Guest Blog: Jean-René Kiechel & Bernard Pecoul of www.dndi.org
On March 1st 2007 the Drugs for Neglected Diseases initiative (DNDi) and Sanofi-Aventis are hosting a round table discussion to celebrate the availability of a new antimalarial treatment, the artesunate/amodiaquine fixed-dose ACT (ASAQ). We invited Jean-René Kiechel and Bernard Pecoul of DNDi to write a personal guest blog that explains why they think the availability of ASAQ is such a milestone.
Guest Blog: Innovative Partnership Brings New ACT Free of Patent, by Jean-René Kiechel & Bernard Pecoul
As the result of an innovative partnership between DNDI and sanofi-aventis, ASAQ, a new fixed-dose, antimalarial combination is now available for use throughout sub-Saharan Africa. This new drug, which has been adapted to patients’ needs, is safe, simple to use, affordable and a quality product. The fact that ASAQ is affordable right from the start and is not under patents removes a significant barrier to its availability and should serve as a model for future drug development for neglected diseases.
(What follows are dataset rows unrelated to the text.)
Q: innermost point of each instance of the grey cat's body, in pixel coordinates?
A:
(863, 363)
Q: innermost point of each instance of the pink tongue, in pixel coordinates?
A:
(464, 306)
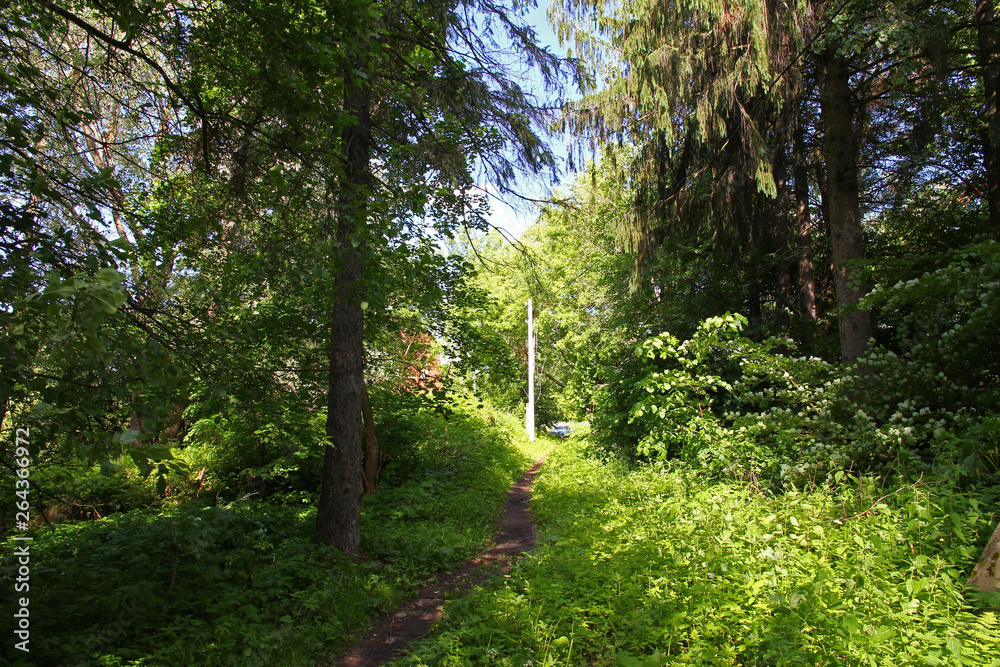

In 1998, the Special Programme for Research and Training on Tropical Diseases (TDR) investigated combinations of existing antimalarial drugs that might be suitable to control malaria resistance. From TDR’s analyses, it was clear that the combination of artesunate (AS) and amodiaquine (AQ) could be a good clinical option in many parts of Africa. In 2001, the WHO recommended the use of four Artemisinin-based Combination Therapies (ACTs), including the combination of AS and AQ. To date, of the 41 sub-Saharan countries that have adopted ACTs as their malarial treatment protocols, 20 have chosen the combination of AS and AQ.
In the case of AS and AQ in 2001, there was neither a co-formulation nor any development partners. As a result, the FACT (Fixed-Dose Artesunate Combination Therapy) project began in 2002, under the umbrella of MSF and then DNDi, in coordination with TDR. The project’s primary objective was to develop a fixed-dose combination of AS and AQ for registration that would improve compliance and would be available to all countries where resistance to amodiaquine was low (mainly African countries, but also some Asian countries like India and Indonesia).
DNDi has played an active role as a ‘virtual manager’ of many key partners involved, from pharmacological development (eg. Ellipse Pharma, initial developers of the stable co-formulation) through the pivotal phase III field study in Burkina Faso (eg. the Centre National de Recherche et de Formation sur le Paludisme, primary investigators of the trial) and through to industrial development and registration.
Since December 2004, DNDi and Sanofi-Aventis have been collaborating closely on industrial, preclinical and clinical product development to optimise the quality of ASAQ and to expedite its availability. DNDi has pursued the pharmaceutical and clinical investigations of the FACT programme, and sanofi-aventis has carried out numerous studies and the industrial scale-up and development. The drug has been registered since February 1st, 2007, in Morocco where the product is manufactured. Registration has been successfully completed in ten African countries and is ongoing in other endemic countries; sanofi-aventis has submitted a full dossier for WHO prequalification in February 2007.
High cost and procurement problems on local and regional levels have thus far prevented wider access to ACTs. In Africa, where malaria consumes 25% of household incomes and kills a child every 30 seconds, ASAQ offers a state-of-the art galenical formulation for all age groups with 3 different paediatric strengths (including for infants, the first ever for an ACT.) Patients are treated in a simple, one tablet once-a-day dosing regimen over the course of three days for children and two tablets once a day for adults.
For a full treatment cost of less than US$0.50 for children under 5 years old and less than US$1 for older children and adults, ASAQ will be available at cost to public organizations of endemic countries, international institutions, NGOs, and programs promoting access to drugs in pharmacies. Based on public sector and NGO experience, blister and box sizes were optimized to simplify management and storage.
ASAQ is innovative because it is: 1) Adapted to patient needs of all ages, from two well-known drugs, and to WHO recommendations; 2) Simple in terms of easy-to-use regimen, prescription, management and storage; 3) Accessible and available where it will be affordable and non-patented; and 4) Quality in terms of formulation, development, manufacturing and implementation.